There’s been some big football stories recently, which I haven’t commented on, but following the stuff that’s been going on with Wayne Rooney and Man Utd this last week, I knew I had write something.

Rooney might have signed a new contract, but nobody has really come out of this with their reputations enhanced.

The whole episode has left a very sour taste in the mouth.

I've excepted over the years that football has evolved from a professional sport to a multi- billion pound industry.

There's a certain cynicism you can develop towards the game when so much money is involved but even my level of cynicism didn't prepare me for what happened last week.

When I first heard that Rooney wasn't going to sign a new contract, I dismissed it as nothing. Surely it would only be a matter of time before he signed?

I was both right and wrong. After Alex Ferguson amazing press conference where he told the media Rooney wanted to leave, it really looked as if his Old Trafford career was over.

By last Friday, just when I was really coming to terms with the fact he was leaving and wondering which club he would end up at, it was suddenly announced he'd signed a new 5 year contract.

It was as if the entire football world had been taken for idiots. I didn't like it at all. If the exercise by Rooney was simply to get a pay rise, then the way he went about it was totally wrong.

It was one of those moments where I thought, I don't really like football. I don't like what this game's become. Everything about the week's events were unsavory.

On the surface it looks like a good deal for everyone, but from Wayne Rooney's point of view the whole exercise has been a PR disaster.

To rubbish your team mates and question the ambition of one of the biggest clubs in world football was a complete miscalculation.

He's now faced with the task of winning back the support and confidence of this teammates and many of the club's fans.

I actually agree with many of Rooney's concerns over the strength of Utd's squad,but much of what was said in public should have been said in private.

The next few years will be critical in the club's recent history. The old guard of Scholes, Giggs, and Neville will all be retiring and the midfield will need to be revamped.

Utd will need a new keeper as Edwin Van Der Sar will be retiring at the end of the season and they probably need a new striker as Michael Owen isn't really the player he was.
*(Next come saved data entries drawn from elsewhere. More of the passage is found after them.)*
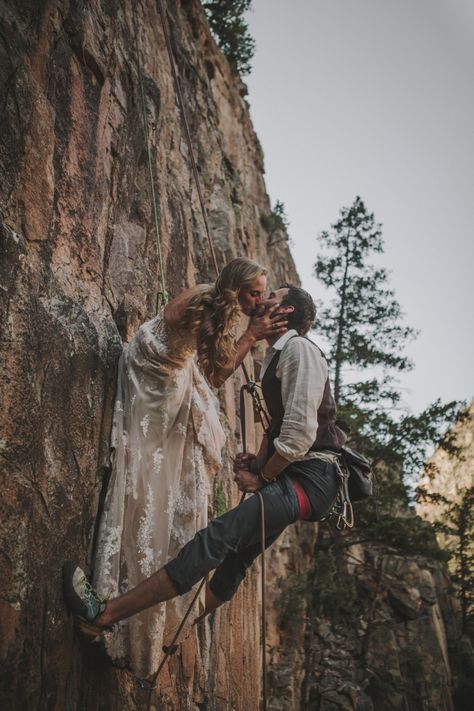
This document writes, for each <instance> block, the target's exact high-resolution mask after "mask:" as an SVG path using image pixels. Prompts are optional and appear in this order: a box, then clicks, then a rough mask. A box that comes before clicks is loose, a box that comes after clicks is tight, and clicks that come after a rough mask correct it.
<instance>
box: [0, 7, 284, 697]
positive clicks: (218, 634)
mask: <svg viewBox="0 0 474 711" xmlns="http://www.w3.org/2000/svg"><path fill="white" fill-rule="evenodd" d="M166 4H167V7H168V15H169V19H170V24H171V28H172V42H173V47H174V52H175V56H176V61H177V66H178V70H179V74H180V80H181V85H182V90H183V94H184V98H185V102H186V105H187V111H188V117H189V122H190V129H191V134H192V140H193V145H194V150H195V152H196V157H197V162H198V167H199V172H200V177H201V181H202V185H203V190H204V194H205V200H206V204H207V207H208V210H209V220H210V226H211V231H212V234H213V238H214V242H215V249H216V253H217V258H218V261H219V264H220V265H221V266H223V265H224V264H225V263H226V262H227V261H228V260H230V259H231V258H233V257H234V256H237V255H248V256H250V257H253V258H257V259H258V260H260V261H261V262H262V263H263V264H264V265H267V266H268V267H269V270H270V274H271V283H272V284H277V283H278V282H279V281H280V280H282V279H292V280H295V279H297V275H296V272H295V268H294V264H293V260H292V258H291V255H290V253H289V251H288V247H287V244H286V242H285V241H280V242H279V243H278V244H277V245H275V246H274V247H271V248H267V242H268V235H267V233H266V231H265V230H264V228H263V227H262V225H261V216H262V215H268V214H269V213H270V203H269V198H268V196H267V194H266V191H265V183H264V178H263V164H262V160H263V159H262V154H261V148H260V146H259V143H258V140H257V138H256V136H255V134H254V131H253V128H252V124H251V121H250V117H249V109H248V105H247V102H246V100H245V87H244V86H243V84H241V82H240V80H238V79H237V78H235V77H234V76H232V75H231V73H230V71H229V67H228V64H227V61H226V59H225V57H223V55H222V54H221V53H220V52H219V50H218V49H217V47H216V44H215V42H214V40H213V39H212V37H211V35H210V33H209V29H208V25H207V21H206V18H205V16H204V13H203V10H202V8H201V6H200V4H199V3H198V2H197V1H196V0H182V1H181V2H176V3H174V2H173V3H172V2H168V3H166ZM133 7H134V8H135V12H136V19H137V25H138V28H139V37H138V42H139V47H140V51H141V55H142V63H143V64H142V70H143V79H144V90H145V97H146V106H147V112H148V119H149V126H150V145H151V153H152V164H153V170H154V173H155V185H156V192H157V202H158V213H159V228H160V236H161V241H162V250H163V258H164V269H165V273H166V277H167V286H168V289H169V291H170V292H171V295H175V294H176V293H178V292H179V291H180V289H182V288H183V287H186V286H188V285H192V284H194V283H197V282H202V281H212V279H213V277H214V270H213V265H212V262H211V258H210V253H209V249H208V245H207V242H206V237H205V231H204V226H203V220H202V216H201V213H200V210H199V204H198V200H197V192H196V187H195V184H194V182H193V179H192V174H191V169H190V160H189V155H188V148H187V145H186V142H185V139H184V134H183V130H182V125H181V121H180V114H179V110H178V105H177V102H176V97H175V90H174V86H173V83H172V75H171V71H170V64H169V60H168V56H167V53H166V48H165V43H164V37H163V31H162V25H161V22H160V18H159V15H158V11H157V5H156V3H155V1H154V0H142V1H141V2H133V6H132V3H131V2H130V0H123V1H122V0H119V1H118V2H116V1H115V0H114V1H112V0H91V1H90V2H82V1H77V0H70V1H69V0H42V1H41V2H39V1H37V0H34V1H33V0H25V1H24V2H21V3H17V2H13V1H11V2H9V1H6V2H2V3H1V5H0V13H1V18H0V87H1V89H0V97H1V114H2V118H1V147H0V171H1V173H0V206H1V228H0V249H1V262H0V271H1V282H0V304H1V316H2V318H1V324H2V331H1V335H0V349H1V354H2V356H1V357H2V379H1V397H2V409H1V412H0V423H1V436H0V461H1V481H2V515H1V519H0V541H1V542H0V571H1V573H0V664H1V669H2V677H1V687H0V699H1V701H0V706H1V708H2V709H28V710H29V711H30V710H32V709H47V710H48V711H53V710H58V711H59V710H61V711H64V709H84V711H86V710H89V709H91V710H92V709H107V710H108V711H110V710H113V709H117V710H119V709H133V708H146V705H144V704H146V698H145V696H146V695H144V692H143V691H141V690H140V689H139V688H138V687H137V685H136V683H135V682H134V680H133V678H132V677H131V675H130V674H128V673H127V671H126V670H121V669H116V668H114V667H112V666H111V665H110V664H109V663H108V662H107V660H106V659H105V658H104V657H103V655H102V654H101V652H100V649H97V650H96V649H95V648H86V647H84V646H83V644H82V642H81V641H80V639H79V638H78V637H77V635H76V634H75V632H74V631H73V626H72V621H71V619H70V618H69V617H68V615H67V613H66V610H65V608H64V605H63V602H62V596H61V589H60V580H59V575H60V568H61V564H62V561H63V560H64V559H65V558H70V557H75V558H78V559H79V560H81V561H82V562H84V563H85V564H86V565H87V564H88V563H89V562H90V554H91V547H92V543H93V534H94V525H95V521H96V515H97V509H98V502H99V494H100V491H101V488H102V484H103V482H104V480H105V478H106V472H107V466H108V439H109V433H110V423H111V409H112V404H113V395H114V380H115V372H116V364H117V359H118V357H119V355H120V352H121V349H122V346H123V343H125V342H126V341H127V340H128V339H129V338H130V337H131V335H133V333H134V332H135V330H136V328H137V326H138V325H139V324H140V323H141V322H142V321H144V320H146V319H147V318H150V317H152V316H153V315H154V313H155V305H156V298H157V294H158V292H159V291H160V290H161V285H160V280H159V268H158V263H157V256H156V246H155V234H154V228H153V223H152V204H151V200H150V186H149V182H148V172H147V171H148V168H147V155H146V150H145V141H144V135H143V129H142V115H141V108H140V100H139V78H138V74H137V48H136V39H137V38H136V37H135V33H134V22H133ZM248 366H249V368H250V370H252V367H253V361H252V358H249V359H248ZM239 385H240V375H237V376H236V377H235V379H231V380H229V381H228V382H227V383H226V385H225V387H224V388H222V392H221V393H220V397H221V402H222V406H223V420H224V426H225V427H226V430H227V433H228V438H227V441H228V444H227V451H226V464H225V467H224V469H223V471H222V473H220V474H219V475H218V477H217V479H216V481H215V482H214V488H215V491H216V492H217V490H219V496H220V500H221V501H222V499H223V500H224V503H225V505H227V506H229V505H231V504H232V503H233V502H235V501H236V500H237V492H236V491H235V487H234V486H233V484H232V483H231V474H230V463H229V462H230V458H229V455H230V454H231V453H232V452H234V451H235V450H236V448H237V447H238V437H239V432H238V429H239V427H238V422H237V419H236V406H235V402H236V398H235V395H236V391H237V389H238V386H239ZM211 513H212V512H211ZM257 583H258V564H257V565H256V568H255V572H254V574H253V575H252V576H250V579H249V581H248V583H245V585H244V586H242V590H241V591H240V592H239V594H238V596H237V598H236V600H235V602H234V603H233V604H232V605H227V606H226V607H225V608H224V609H223V610H222V611H219V612H218V613H217V614H216V615H215V616H214V617H213V619H212V620H209V621H208V622H206V623H205V625H206V627H205V628H202V629H199V630H197V632H196V633H195V634H193V635H191V637H190V638H189V639H188V640H187V641H186V642H185V643H184V644H183V645H182V647H181V648H180V651H179V653H178V654H177V655H176V656H175V657H174V658H173V660H172V661H171V663H170V665H169V667H168V668H167V669H166V671H165V673H164V675H163V678H162V683H161V685H160V689H159V691H158V692H157V693H156V694H155V695H154V697H153V699H154V703H155V704H156V705H157V707H159V708H160V709H165V708H170V709H178V708H209V709H224V708H235V709H243V708H255V707H256V703H257V702H256V699H258V696H259V694H260V677H259V664H260V652H259V644H258V642H259V628H258V609H257V608H258V605H256V604H255V600H256V599H257Z"/></svg>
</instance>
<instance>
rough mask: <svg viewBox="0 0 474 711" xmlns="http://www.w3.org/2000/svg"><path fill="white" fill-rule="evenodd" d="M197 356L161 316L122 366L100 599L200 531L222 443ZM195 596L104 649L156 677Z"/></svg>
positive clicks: (156, 606)
mask: <svg viewBox="0 0 474 711" xmlns="http://www.w3.org/2000/svg"><path fill="white" fill-rule="evenodd" d="M195 351H196V346H195V338H194V337H193V336H192V334H190V333H189V332H188V333H186V332H181V331H178V330H174V329H171V328H170V327H169V325H168V324H166V322H165V321H164V318H163V315H162V313H160V314H159V315H158V316H156V318H154V319H153V320H151V321H148V322H147V323H145V324H143V326H141V328H140V329H139V331H138V333H137V335H136V336H135V337H134V338H133V340H132V341H131V342H130V345H129V346H128V347H127V348H126V350H125V351H124V353H123V355H122V357H121V359H120V363H119V373H118V382H117V395H116V402H115V411H114V423H113V430H112V443H111V446H112V476H111V479H110V484H109V488H108V492H107V497H106V501H105V510H104V513H103V516H102V519H101V524H100V529H99V537H98V544H97V548H96V556H95V562H94V580H93V583H94V586H95V587H96V588H97V590H98V591H99V592H100V593H101V594H104V595H106V594H109V593H110V594H111V596H112V597H114V596H116V595H117V594H119V593H123V592H126V591H127V590H128V589H130V588H132V587H134V586H135V585H137V584H138V583H139V582H140V581H141V580H143V579H144V578H145V577H147V576H149V575H151V574H152V573H153V572H155V571H156V570H158V569H159V568H161V567H162V566H163V565H164V564H165V563H166V562H167V561H168V560H170V559H171V558H172V557H174V556H175V555H176V553H177V552H178V550H179V549H180V548H181V547H182V546H183V544H184V543H186V542H187V541H188V540H189V539H190V538H191V537H192V536H193V535H194V534H195V533H196V531H198V530H199V529H201V528H202V527H204V526H205V525H206V524H207V504H208V495H209V493H210V481H211V478H212V475H213V474H214V473H215V472H216V471H217V469H218V467H219V466H220V464H221V448H222V446H223V443H224V433H223V431H222V428H221V425H220V422H219V416H218V404H217V400H216V398H215V396H214V394H213V393H212V391H211V390H210V388H209V386H208V384H207V382H206V380H205V379H204V377H203V375H202V373H201V371H200V370H199V368H198V367H197V365H196V361H195ZM193 594H194V593H193V592H192V591H191V593H188V594H187V595H184V596H182V597H180V598H176V599H175V600H174V601H172V602H168V603H166V604H160V605H157V606H155V607H153V608H151V609H150V610H146V611H144V612H142V613H140V614H139V615H135V616H134V617H132V618H130V619H129V620H125V621H123V622H121V623H119V624H118V625H116V626H115V628H114V630H113V631H112V632H110V633H107V634H106V640H105V643H106V647H107V651H108V653H109V655H110V656H111V657H112V659H114V660H120V661H123V662H126V663H128V664H130V666H131V668H132V670H133V671H134V672H135V674H137V675H138V676H142V677H145V676H148V675H149V674H151V673H152V672H153V671H155V670H156V667H157V666H158V663H159V660H160V657H161V653H162V652H161V647H162V644H163V635H164V633H165V628H166V636H167V637H168V636H169V632H170V630H172V629H173V628H174V627H175V626H176V624H177V623H178V622H179V620H180V618H181V616H182V614H183V612H184V610H185V609H186V608H187V605H188V604H189V601H190V599H191V596H192V595H193ZM167 641H168V640H167Z"/></svg>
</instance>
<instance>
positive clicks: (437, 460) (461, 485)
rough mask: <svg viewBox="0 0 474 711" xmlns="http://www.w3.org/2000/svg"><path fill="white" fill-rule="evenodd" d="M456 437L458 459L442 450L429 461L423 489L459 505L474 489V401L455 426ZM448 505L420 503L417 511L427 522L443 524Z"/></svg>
mask: <svg viewBox="0 0 474 711" xmlns="http://www.w3.org/2000/svg"><path fill="white" fill-rule="evenodd" d="M453 436H454V437H453V444H454V445H455V446H456V447H458V448H459V454H458V456H453V455H452V454H451V453H450V452H449V451H446V450H445V449H442V448H438V449H437V450H436V452H435V453H434V454H433V456H432V457H431V459H430V460H429V461H428V465H427V467H426V471H425V474H424V476H423V477H422V479H421V481H420V486H421V487H423V489H424V490H425V491H426V492H427V494H429V495H433V494H434V495H436V494H441V495H442V497H443V498H444V499H447V502H450V503H456V504H459V503H460V502H461V499H462V493H463V492H464V491H466V490H467V489H470V488H471V487H473V486H474V402H472V403H471V404H470V406H469V408H468V409H467V410H466V413H465V417H463V418H462V419H461V420H460V421H459V422H458V423H457V424H456V425H455V427H454V431H453ZM447 502H445V501H433V500H432V499H427V500H425V501H420V502H419V503H418V505H417V511H418V513H419V514H420V516H423V518H425V519H426V520H427V521H432V522H433V521H439V520H441V519H442V518H443V517H444V516H445V515H446V510H447V507H448V506H447Z"/></svg>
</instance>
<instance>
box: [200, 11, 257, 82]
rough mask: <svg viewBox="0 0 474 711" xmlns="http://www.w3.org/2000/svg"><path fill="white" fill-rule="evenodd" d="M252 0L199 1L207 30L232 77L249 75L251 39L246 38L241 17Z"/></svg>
mask: <svg viewBox="0 0 474 711" xmlns="http://www.w3.org/2000/svg"><path fill="white" fill-rule="evenodd" d="M251 4H252V0H207V1H206V2H203V7H204V9H205V11H206V14H207V17H208V20H209V25H210V28H211V30H212V32H213V34H214V35H215V37H216V39H217V42H218V44H219V47H220V48H221V49H222V51H223V52H224V54H225V55H226V57H227V59H228V60H229V64H230V66H231V69H232V71H233V72H234V74H239V75H240V76H245V75H247V74H249V73H250V70H251V64H250V62H251V60H252V57H253V55H254V53H255V40H254V39H253V38H252V37H251V36H250V33H249V29H248V25H247V23H246V22H245V20H244V19H243V15H244V13H245V12H247V10H249V9H250V6H251Z"/></svg>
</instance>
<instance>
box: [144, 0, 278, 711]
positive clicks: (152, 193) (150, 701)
mask: <svg viewBox="0 0 474 711" xmlns="http://www.w3.org/2000/svg"><path fill="white" fill-rule="evenodd" d="M157 6H158V11H159V14H160V18H161V23H162V27H163V34H164V38H165V43H166V49H167V52H168V57H169V61H170V65H171V72H172V75H173V82H174V86H175V91H176V96H177V99H178V104H179V109H180V114H181V119H182V123H183V128H184V134H185V137H186V142H187V144H188V151H189V156H190V161H191V167H192V172H193V177H194V181H195V184H196V190H197V194H198V198H199V203H200V207H201V212H202V217H203V222H204V227H205V230H206V235H207V239H208V243H209V250H210V253H211V257H212V261H213V265H214V269H215V272H216V275H218V274H219V267H218V264H217V258H216V253H215V250H214V245H213V242H212V237H211V232H210V229H209V221H208V216H207V210H206V206H205V202H204V196H203V192H202V188H201V183H200V179H199V173H198V168H197V164H196V159H195V155H194V150H193V146H192V141H191V133H190V129H189V122H188V119H187V115H186V108H185V105H184V99H183V95H182V92H181V86H180V83H179V77H178V72H177V69H176V62H175V58H174V54H173V48H172V45H171V38H170V32H169V27H168V17H167V11H166V9H165V5H164V2H163V0H157ZM132 14H133V24H134V33H135V43H136V54H137V73H138V78H139V87H140V103H141V108H142V114H143V132H144V138H145V143H146V150H147V161H148V177H149V182H150V196H151V201H152V205H153V219H154V225H155V239H156V248H157V258H158V262H159V267H160V279H161V288H162V291H161V292H160V293H159V294H158V295H157V311H158V308H159V306H160V301H161V302H162V303H164V304H166V303H167V302H168V300H169V296H168V292H167V289H166V283H165V276H164V267H163V258H162V251H161V240H160V232H159V223H158V208H157V201H156V192H155V181H154V174H153V163H152V156H151V150H150V139H149V129H148V114H147V107H146V99H145V92H144V87H143V74H142V68H141V67H142V62H141V52H140V45H139V33H138V21H137V15H136V5H135V3H132ZM241 367H242V371H243V374H244V378H245V384H244V385H242V387H241V391H240V417H241V431H242V444H243V450H244V452H246V450H247V447H246V444H247V443H246V432H245V395H244V393H245V392H248V393H249V394H250V396H251V398H252V402H253V405H254V411H255V412H256V414H257V415H258V417H259V419H260V422H261V423H262V426H263V428H264V429H265V430H266V429H267V428H268V425H269V419H268V415H267V413H266V411H265V409H264V408H263V406H262V402H261V398H260V395H259V393H258V386H257V384H256V383H255V382H254V381H253V380H251V379H250V377H249V374H248V371H247V368H246V367H245V364H244V363H241ZM256 494H257V496H258V497H259V502H260V526H261V540H262V567H261V595H262V646H263V650H262V699H263V706H262V708H263V711H266V708H267V689H266V635H265V629H266V619H265V507H264V501H263V497H262V494H261V493H260V492H259V491H257V492H256ZM244 498H245V492H244V493H243V495H242V498H241V500H240V503H242V502H243V500H244ZM205 583H206V578H203V579H202V580H201V582H200V584H199V586H198V588H197V590H196V593H195V595H194V597H193V599H192V601H191V604H190V605H189V607H188V609H187V611H186V613H185V615H184V617H183V619H182V621H181V623H180V625H179V626H178V628H177V630H176V632H175V634H174V636H173V639H172V641H171V643H170V644H169V645H168V646H164V647H163V651H164V653H165V654H164V657H163V659H162V660H161V662H160V664H159V666H158V668H157V670H156V672H155V673H154V674H153V675H152V677H151V678H150V679H139V678H138V677H135V678H136V679H137V681H138V683H139V684H140V686H141V687H142V688H143V689H147V690H148V692H149V694H148V709H150V708H151V699H152V695H153V690H154V689H155V688H156V682H157V679H158V676H159V675H160V673H161V671H162V669H163V667H164V665H165V663H166V661H167V659H168V657H169V656H170V655H172V654H174V653H175V652H176V651H177V649H178V646H177V640H178V637H179V635H180V634H181V631H182V629H183V627H184V625H185V624H186V620H187V619H188V617H189V615H190V613H191V610H192V608H193V606H194V604H195V602H196V601H197V599H198V597H199V595H200V593H201V591H202V589H203V587H204V585H205Z"/></svg>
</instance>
I'm sure Ferguson knows this, but it was wrong for Rooney to hold the club to ransom by looking for a pay increase, and demanding assurances that the club would remain competitive in the transfer market.

Judging on Rooney's form for England and Man Utd in the last 9 months you could argue that's it's him that should be offering assurances that he can still perform at the highest level.

I read a great piece on Rooney last week, by the former England Rugby star Brian Moore writing in the Telegraph.

He argued Rooney may be overrated, a flat track bully, as his record in World Cups and the latter stages of the Champions League hasn't been that impressive.

Perhaps he needs to pay more attention to improving and developing his own game, rather than doubling his salary and questioning his club's ambition.

I've read so much about the rights on wrongs of Rooney's actions over the last week, many against Rooney, but some in support for him.

For me, there's a way in which you conduct yourself both personally and professionally and Rooney's conduct hasn't been right.

He may have achieved his original aim, but he's got no credibility left and lost a lot of respect from people.

This week's events have reminded me that Rooney's just another one of England's star footballers whose talent I appreciate and admire, but for whom I have very little affection or respect for.